Webscraping with ScraPy
Introduction
Hello Everyone!
Today, we will be using ScraPy to create a cool web scraper! For this demonstration, we will be using the IMDB website, and I chose to focus on the movie Love, Rosie. Our goal is to create a scraper that will give us all the actors working on a specified movie, as well as what other movies/tv shows they have appeared on.
For this project, I used a Macbook and Visual Studios, so this tutorial will teach you how to create your web scraper using those!
Here is a link to my repository: https://github.com/k-song14/IMDB_scraper.git
Initializing our project
Let’s begin by going over how to set up our project. The first thing you’ll want to do is to initialize your project. First, set up a new Github repository. Next, you’ll want to open up your terminal and type the following commands:
conda activate PIC16B scrapy startproject IMDB_scraper cd IMDB_scraper
The line ‘conda activate PIC16B’ will give us access to the ScraPy package, since it’s housed within our PIC16B environment. The next line, ‘scrapy startproject IMDB_scraper’ creates our project, and ‘cd IMDB_scraper’ changes our current working directory so that we’ll be working within our project. You’ll see a lot of files within your project, but don’t worry; we won’t be looking at most of the files. In your spiders directory, create a python file called ‘imdb_spider.py’.
Creat your web scraper
Let’s start writing some code! Begin with the following code:
import scrapy
from scrapy.linkextractors import LinkExtractor
class ImdbSpider(scrapy.Spider):
name='imdb_spider'
start_urls = ['https://www.imdb.com/title/tt1638002/']
Within this code block, we start by importing scrapy and creating an ImdbScpider(scrapy.spider) class. As with any other web scraper, you will want to begin by naming your scraper (I named mine ‘imdb_spider’) and giving it a starting url(s). In this case, since I’ll be focusing on the movie Love, Rosie, the url I included is the IMDB page for the movie.
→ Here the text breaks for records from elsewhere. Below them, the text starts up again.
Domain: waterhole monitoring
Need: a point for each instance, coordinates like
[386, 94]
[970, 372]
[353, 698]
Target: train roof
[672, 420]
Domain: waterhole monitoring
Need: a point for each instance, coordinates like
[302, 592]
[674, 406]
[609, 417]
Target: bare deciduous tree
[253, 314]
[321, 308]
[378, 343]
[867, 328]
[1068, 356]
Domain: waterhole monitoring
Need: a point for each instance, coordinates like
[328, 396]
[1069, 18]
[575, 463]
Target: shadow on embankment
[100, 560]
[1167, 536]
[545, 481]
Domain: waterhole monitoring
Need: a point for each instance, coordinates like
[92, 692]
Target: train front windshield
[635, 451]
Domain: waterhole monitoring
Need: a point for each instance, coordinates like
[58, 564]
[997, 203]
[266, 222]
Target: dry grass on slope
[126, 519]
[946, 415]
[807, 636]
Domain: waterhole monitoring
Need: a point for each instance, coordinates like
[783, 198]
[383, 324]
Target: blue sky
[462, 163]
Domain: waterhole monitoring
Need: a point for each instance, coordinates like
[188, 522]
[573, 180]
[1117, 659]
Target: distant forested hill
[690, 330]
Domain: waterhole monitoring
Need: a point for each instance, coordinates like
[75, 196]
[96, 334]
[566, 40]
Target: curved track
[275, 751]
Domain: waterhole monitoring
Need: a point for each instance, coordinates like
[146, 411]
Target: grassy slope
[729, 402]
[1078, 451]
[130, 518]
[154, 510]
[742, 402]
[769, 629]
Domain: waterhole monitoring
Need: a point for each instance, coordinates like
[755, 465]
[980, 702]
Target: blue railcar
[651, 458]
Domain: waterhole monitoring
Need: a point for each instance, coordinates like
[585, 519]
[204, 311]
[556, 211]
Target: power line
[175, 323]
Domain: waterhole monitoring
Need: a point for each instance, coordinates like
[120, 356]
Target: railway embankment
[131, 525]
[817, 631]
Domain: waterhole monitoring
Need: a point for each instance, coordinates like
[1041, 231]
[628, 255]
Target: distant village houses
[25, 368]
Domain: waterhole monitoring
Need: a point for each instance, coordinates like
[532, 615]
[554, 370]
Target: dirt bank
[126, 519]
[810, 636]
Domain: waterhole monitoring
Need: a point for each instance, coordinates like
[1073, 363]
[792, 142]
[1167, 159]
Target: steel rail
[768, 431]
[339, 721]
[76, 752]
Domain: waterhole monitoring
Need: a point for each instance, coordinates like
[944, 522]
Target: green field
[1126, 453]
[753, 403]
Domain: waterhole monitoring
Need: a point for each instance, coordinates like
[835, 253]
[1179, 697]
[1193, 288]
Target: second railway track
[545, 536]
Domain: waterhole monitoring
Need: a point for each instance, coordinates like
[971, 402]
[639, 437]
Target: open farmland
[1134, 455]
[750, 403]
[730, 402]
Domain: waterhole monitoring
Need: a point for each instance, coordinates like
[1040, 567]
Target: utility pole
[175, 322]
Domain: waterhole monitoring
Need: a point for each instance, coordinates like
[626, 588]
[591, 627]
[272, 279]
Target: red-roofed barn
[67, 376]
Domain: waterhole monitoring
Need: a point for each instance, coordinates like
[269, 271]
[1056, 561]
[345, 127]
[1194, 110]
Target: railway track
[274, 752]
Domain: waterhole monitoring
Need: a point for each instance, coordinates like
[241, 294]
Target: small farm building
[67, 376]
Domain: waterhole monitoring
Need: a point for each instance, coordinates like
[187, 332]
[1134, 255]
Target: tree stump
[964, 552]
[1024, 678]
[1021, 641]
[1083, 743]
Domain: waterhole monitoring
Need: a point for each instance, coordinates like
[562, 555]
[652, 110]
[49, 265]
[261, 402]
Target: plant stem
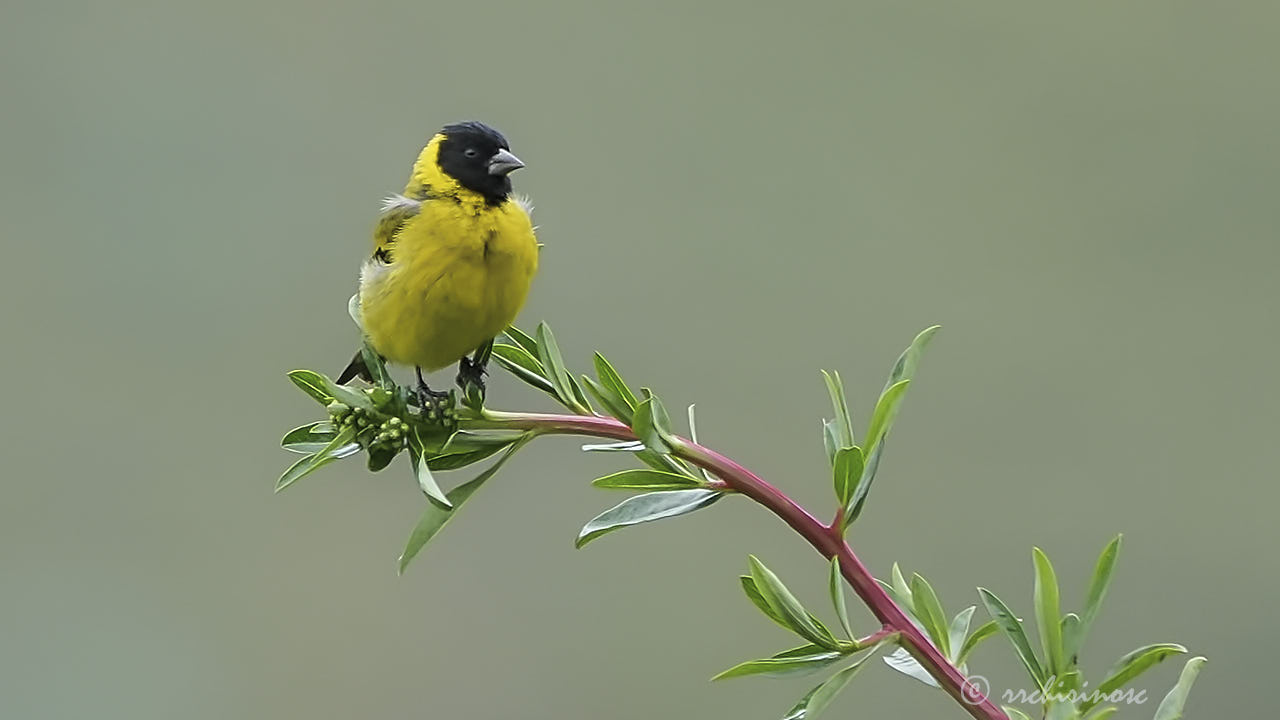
[826, 540]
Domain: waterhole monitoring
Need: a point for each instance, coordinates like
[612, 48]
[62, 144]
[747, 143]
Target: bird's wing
[397, 209]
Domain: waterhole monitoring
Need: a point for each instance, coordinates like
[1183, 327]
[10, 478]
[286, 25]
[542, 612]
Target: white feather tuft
[401, 203]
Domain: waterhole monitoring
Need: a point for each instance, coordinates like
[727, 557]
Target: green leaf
[309, 438]
[900, 588]
[380, 458]
[1134, 664]
[644, 428]
[1098, 586]
[864, 484]
[903, 661]
[520, 363]
[435, 516]
[647, 509]
[456, 460]
[622, 446]
[848, 470]
[521, 338]
[1013, 629]
[353, 310]
[885, 414]
[844, 425]
[556, 370]
[929, 611]
[786, 606]
[1171, 707]
[836, 586]
[784, 664]
[645, 479]
[973, 641]
[821, 697]
[1070, 629]
[830, 440]
[337, 449]
[613, 382]
[661, 422]
[423, 470]
[376, 368]
[910, 358]
[753, 593]
[612, 404]
[959, 630]
[1048, 613]
[311, 383]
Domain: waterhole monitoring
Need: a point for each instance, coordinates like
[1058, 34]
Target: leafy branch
[681, 475]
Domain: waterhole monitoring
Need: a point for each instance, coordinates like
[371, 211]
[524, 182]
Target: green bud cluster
[392, 434]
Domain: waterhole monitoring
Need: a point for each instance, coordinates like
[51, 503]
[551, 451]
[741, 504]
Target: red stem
[826, 540]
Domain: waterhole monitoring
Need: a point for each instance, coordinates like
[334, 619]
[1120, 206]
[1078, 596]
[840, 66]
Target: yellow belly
[458, 277]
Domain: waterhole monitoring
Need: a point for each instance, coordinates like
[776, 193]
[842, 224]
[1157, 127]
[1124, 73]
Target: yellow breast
[461, 272]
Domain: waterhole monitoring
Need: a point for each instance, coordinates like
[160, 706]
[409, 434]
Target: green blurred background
[731, 197]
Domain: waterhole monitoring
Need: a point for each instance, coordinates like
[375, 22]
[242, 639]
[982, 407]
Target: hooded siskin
[453, 256]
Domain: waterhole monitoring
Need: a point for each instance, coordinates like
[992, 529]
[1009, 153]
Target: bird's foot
[435, 406]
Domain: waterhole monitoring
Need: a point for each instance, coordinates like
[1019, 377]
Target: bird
[453, 258]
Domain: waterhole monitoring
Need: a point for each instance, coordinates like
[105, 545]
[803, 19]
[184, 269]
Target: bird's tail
[356, 369]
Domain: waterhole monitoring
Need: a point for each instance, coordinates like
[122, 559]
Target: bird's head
[478, 158]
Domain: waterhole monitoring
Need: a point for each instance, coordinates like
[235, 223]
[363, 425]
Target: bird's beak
[503, 162]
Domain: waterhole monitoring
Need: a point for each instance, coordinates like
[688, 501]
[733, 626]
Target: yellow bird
[453, 258]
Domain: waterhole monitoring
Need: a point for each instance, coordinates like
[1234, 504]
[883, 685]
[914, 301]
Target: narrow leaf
[311, 383]
[903, 661]
[844, 425]
[309, 438]
[836, 586]
[780, 666]
[644, 428]
[645, 479]
[552, 360]
[625, 446]
[929, 611]
[337, 449]
[830, 440]
[885, 414]
[821, 697]
[1171, 707]
[959, 630]
[423, 470]
[864, 483]
[612, 404]
[435, 516]
[1098, 586]
[786, 605]
[647, 509]
[521, 338]
[611, 379]
[753, 593]
[1013, 629]
[1134, 664]
[375, 365]
[848, 470]
[1048, 613]
[973, 641]
[910, 359]
[524, 365]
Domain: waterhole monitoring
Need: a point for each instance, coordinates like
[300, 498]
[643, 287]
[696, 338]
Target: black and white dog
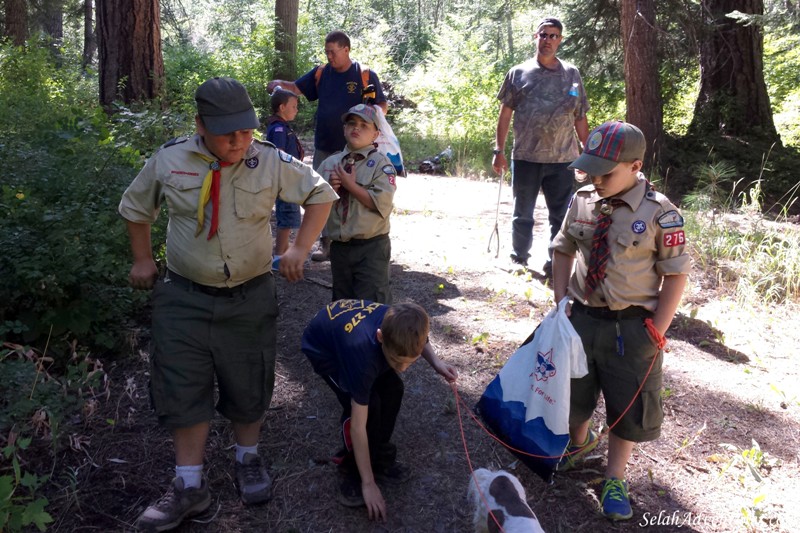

Now, let’s create our parse methods.
Parse Methods
We will have three parse methods: parse(self, response), parse_full_credits(self, response) and parse_actor_page(self.response). I’ll go over how I made each one!
parse(self, response)
Here is the code for this method:
def parse(self,response):
'''parse method; begins at our initial page (imdb for movie)
goes to our desired next page (cast + crew)
'''
# we know that our next page is:
# https://www.imdb.com/title/tt1638002/fullcredits/?ref_=tt_cl_sm
#using inspect and response css to get link for next page
next_page = response.css("a.ipc-metadata-list-item__label.ipc-metadata-list-item__label--link").attrib['href']
#join urls to get next page
next_page = response.urljoin(next_page)
#this gives us the url we want
#once we get to the next page, call on parse_full_credits method
yield scrapy.Request(next_page, callback=self.parse_full_credits)
For our project, this method assumes we are starting on the movie’s IMDB page, and it will help us navigate to the Cast & Crew page. We can get our desired link by using the inspect element and response.css to get the path to the Cast ad Crew page. We then use the command response.urljoin() to get our desired url, then yield a scrapy request. Within our scrapy request, we have our joined url (named next_page) and a callback request (which is what the program should do after navigating to next_page). Our callback request is self.parse_full_credits, which will take us to our next method.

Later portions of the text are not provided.